Avoir une conscience de la vie putride qui s’étale sous nos pas comme un chemin empoisonné est sûrement le plus douloureux. Se rendre compte que chaque jour, le chemin tracé n’est qu’un poison des plus toxiques qui t’entraîneras vers un fond sombre de terreur.
Et tout comme l’artiste qui s’acharne sur sa toile en provoquant des bavures, la vie ne sera parfaite que si les erreurs chevauchent le parcours douloureux de celle-ci.

Les éclats de verres qui maculaient le sol répondaient à la lueur de la lumière basse comme de petits faisceaux lumineux. Ils jonchaient le sol avec la prétention de bien emmerder leur monde, allant du petit débris à l’énorme morceau tranchant tous n’étaient que des miettes des vestiges d’une bataille stupide. Laika s’était apaisé, mais une tension régnait toujours sur ses larges épaules.
Il allait répliquer au jeune brun qu’il n’avait pas à s’embêter à l’aider, mais une odeur vrilla son cerveau. Un grondement naquit dans sa poitrine. Cette senteur âpre qui virevoltait sous ses narines comme pour le narguer. Ses beaux orbes rubis s’assombrirent alors que machinalement les débris brillants s’entassaient dans sa main dans des tintements aigus.
Une brise légère navigua par la porte entrouverte s’abattant de plein fouet sur le museau déjà trop sensible de l’animal. Frémissant, il reconnut sans peine la trace olfactive du liquide carmin qu’il ne mit que peu de temps à discerner alors qu’il marquait la chaire du jeune homme. Il n’était plus question de rester de marbre face à tout cela. S’il attrapait cet abruti bourré qui avait fui la queue entre les cuisses, celui-ci ne serait pas sûr de s’en sortir avec seulement quelques bleus. Car il était clairement hors de question que quelqu’un finisse blessé sous son toit, sous SA protection.

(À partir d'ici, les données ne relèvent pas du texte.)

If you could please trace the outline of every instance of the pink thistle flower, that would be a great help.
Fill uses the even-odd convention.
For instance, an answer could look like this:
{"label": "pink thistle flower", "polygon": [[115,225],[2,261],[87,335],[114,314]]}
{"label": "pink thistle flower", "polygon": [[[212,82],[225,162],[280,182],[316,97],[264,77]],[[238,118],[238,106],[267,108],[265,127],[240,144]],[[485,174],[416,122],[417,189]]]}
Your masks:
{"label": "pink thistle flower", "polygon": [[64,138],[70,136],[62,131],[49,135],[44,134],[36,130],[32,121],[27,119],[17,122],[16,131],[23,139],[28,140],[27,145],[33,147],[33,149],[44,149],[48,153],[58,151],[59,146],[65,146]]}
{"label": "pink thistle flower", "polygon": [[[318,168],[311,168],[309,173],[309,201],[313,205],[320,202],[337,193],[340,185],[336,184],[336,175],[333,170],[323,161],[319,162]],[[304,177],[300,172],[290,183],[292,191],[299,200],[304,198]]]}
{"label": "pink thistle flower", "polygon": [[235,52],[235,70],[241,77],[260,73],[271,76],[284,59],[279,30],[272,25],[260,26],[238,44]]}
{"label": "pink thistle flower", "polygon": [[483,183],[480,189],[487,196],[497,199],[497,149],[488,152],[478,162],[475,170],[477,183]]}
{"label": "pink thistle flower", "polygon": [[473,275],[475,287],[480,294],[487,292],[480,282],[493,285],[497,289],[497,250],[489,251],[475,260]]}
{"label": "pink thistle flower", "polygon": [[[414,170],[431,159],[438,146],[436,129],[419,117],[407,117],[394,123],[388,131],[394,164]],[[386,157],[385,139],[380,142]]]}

Le petit tas brillant qui s’étalait dans sa main fut jeté en quelques mouvements dans la poubelle la plus proche, et l’albinos allait s’acquérir de l’état de santé du garçon, mais celui-ci avait détalé aussi vite qu’une bourrasque et maintenant le tigre se retrouvait entouré d’ahuris qui le fixaient encore sous la surprise de l’altercation téméraire. Mais il ne tarda pas à calmer tous les chuchotis qui piaillaient à ses oreilles en commérages insultants. Puis son ouïe fut attirée vers les toilettes où une voix dont il ne doutait en rien de possesseur s’exerçait à émettre des plaintes réprobatrices. Les toilettes empestaient la terreur à plein nez. Et il fronça le nez très peur amateur de ce sentiment bien trop notoire et principalement lié à des souvenirs peu appréciables.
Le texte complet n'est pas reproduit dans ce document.